Smart investigators know that the provenance, reliability and quality of data cannot be taken for granted but must be subject to appropriate scrutiny. The modern science of Measurement Systems Analysis (“MSA”) has developed to satisfy this need. The defining characteristic of anecdote is that it has been subject to no such scrutiny.
Anecdote and data, as broadly defined above, are both forms of evidence. All evidence is surrounded by a penumbra of doubt and unreliability. Even the most exacting engineering measurement is accompanied by a recognition of its uncertainty and the limitations that places on its use and the inferences that can be drawn from it. In fact, it is exactly because such a measurement comes accompanied by a numerical characterisation of its precision and accuracy, that its reliability and usefulness are validated.
It seems inherent in the definition of anecdote that it should not be taken at face value. Happenstance or wishful fabrication, it may not be a reliable basis for inference or, still less, action. However, it was Jenner’s attention to the smallpox story that led him to develop vaccination against smallpox. No mean outcome. Against that, the hundredth monkey storey is mere fantastical fiction.

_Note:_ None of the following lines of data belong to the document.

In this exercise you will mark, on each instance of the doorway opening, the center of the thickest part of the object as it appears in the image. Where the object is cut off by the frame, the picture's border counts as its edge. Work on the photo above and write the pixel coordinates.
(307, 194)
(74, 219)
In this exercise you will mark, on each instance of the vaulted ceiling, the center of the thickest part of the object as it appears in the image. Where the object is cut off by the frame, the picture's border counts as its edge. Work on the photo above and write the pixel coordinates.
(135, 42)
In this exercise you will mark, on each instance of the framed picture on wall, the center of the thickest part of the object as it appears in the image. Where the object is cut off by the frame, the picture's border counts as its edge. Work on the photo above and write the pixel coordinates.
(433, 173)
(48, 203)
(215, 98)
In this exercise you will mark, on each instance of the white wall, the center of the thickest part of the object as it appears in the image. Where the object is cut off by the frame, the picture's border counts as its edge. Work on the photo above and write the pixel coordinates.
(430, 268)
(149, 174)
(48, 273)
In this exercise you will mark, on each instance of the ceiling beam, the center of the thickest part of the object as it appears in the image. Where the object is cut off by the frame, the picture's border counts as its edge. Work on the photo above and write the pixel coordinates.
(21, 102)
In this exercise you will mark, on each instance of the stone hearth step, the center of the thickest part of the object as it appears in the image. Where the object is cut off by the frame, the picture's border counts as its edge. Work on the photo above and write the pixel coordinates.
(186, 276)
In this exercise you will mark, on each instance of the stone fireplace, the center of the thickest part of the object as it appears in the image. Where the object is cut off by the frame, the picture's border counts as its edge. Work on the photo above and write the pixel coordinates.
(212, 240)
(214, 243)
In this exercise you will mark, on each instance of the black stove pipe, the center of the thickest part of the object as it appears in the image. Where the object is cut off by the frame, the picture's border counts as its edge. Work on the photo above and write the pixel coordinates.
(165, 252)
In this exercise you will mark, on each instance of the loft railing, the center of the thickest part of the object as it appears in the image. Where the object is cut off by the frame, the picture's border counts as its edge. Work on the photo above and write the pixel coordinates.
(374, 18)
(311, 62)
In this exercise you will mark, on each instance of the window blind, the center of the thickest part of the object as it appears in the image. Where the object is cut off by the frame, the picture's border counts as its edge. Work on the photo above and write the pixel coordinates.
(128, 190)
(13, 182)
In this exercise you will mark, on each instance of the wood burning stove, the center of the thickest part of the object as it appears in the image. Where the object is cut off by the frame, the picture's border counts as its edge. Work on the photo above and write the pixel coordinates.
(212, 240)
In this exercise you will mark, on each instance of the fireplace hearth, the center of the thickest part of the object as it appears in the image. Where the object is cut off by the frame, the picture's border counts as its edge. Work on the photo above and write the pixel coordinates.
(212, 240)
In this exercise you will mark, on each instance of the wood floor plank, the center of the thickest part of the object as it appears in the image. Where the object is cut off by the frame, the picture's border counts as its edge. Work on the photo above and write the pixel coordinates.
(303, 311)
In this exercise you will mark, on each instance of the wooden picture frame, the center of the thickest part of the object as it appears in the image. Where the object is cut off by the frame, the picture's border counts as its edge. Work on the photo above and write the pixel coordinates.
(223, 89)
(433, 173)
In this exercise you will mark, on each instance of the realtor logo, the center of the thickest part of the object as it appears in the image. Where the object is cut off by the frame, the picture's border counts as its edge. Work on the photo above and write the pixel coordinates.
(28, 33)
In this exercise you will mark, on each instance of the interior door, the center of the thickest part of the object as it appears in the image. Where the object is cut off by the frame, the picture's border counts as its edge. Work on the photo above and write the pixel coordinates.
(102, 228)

Anecdotes about dogs sniffing out cancer stand at the beginning of the journey of confirmation and exploitation.
Two types of analysis
Part of the answer to the dilemma comes from statistician John Tukey’s observation that there are two kinds of data analysis: Exploratory Data Analysis (“EDA”) and Confirmatory Data Analysis (“CDA”).
EDA concerns the exploration of all the available data in order to suggest some interesting theories. As economist Ronald Coase put it:
If you torture the data long enough, it will confess.
Once a concrete theory or hypothesis is to mind, a rigorous process of data generation allows formal statistical techniques to be brought to bear (“CDA”) in separating the signal in the data from the noise and in testing the theory. People who muddle up EDA and CDA tend to get into difficulties. It is a foundation of statistical practice to understand the distinction and its implications.
Anecdote may be well suited to EDA. That’s how Jenner successfully proceeded though his CDA of testing his vaccine on live human subjects wouldn’t get past many ethics committees today.
However, absent that confirmatory CDA phase, the beguiling anecdote may be no more than the wrecker’s false light.
A basis for action
Tukey’s analysis is useful for the academic or the researcher in an R&D department where the environment is not dynamic and time not of the essence. Real life is more problematic. There is not always the opportunity to carry out CDA. The past does not typically repeat itself so that we can investigate outcomes with alternative factor settings. As economist Paul Samuelson observed:
We have but one sample of history.
History is the only thing that we have any data from. There is no data on the future. Tukey himself recognised the problem and coined the phrase uncomfortable science for inferences from observations whose repetition was not feasible or practical.
In his recent book Strategy: A History (Oxford University Press, 2013), Lawrence Freedman points out the risks of managing by anecdote “The Trouble with Stories” (pp615-618). As Nobel laureate psychologist Daniel Kahneman has investigated at length, our interpretation of anecdote is beset by all manner of cognitive biases such as the availability heuristic and base rate fallacy. The traps for the statistically naïve are perilous.
But it would be a fool who would ignore all evidence that could not be subjected to formal validation. With a background knowledge of statistical theory and psychological biases, it is possible to manage trenchantly. Bayes’ theorem suggests that all evidence has its value.
I think that the rather prosaic answer to the question posed at the head of this blog is that data is the plural of anecdote, as it is the singular, but anecdotes are not the best form of data. They may be all you have in the real world. It would be wise to have the sophistication to exploit them.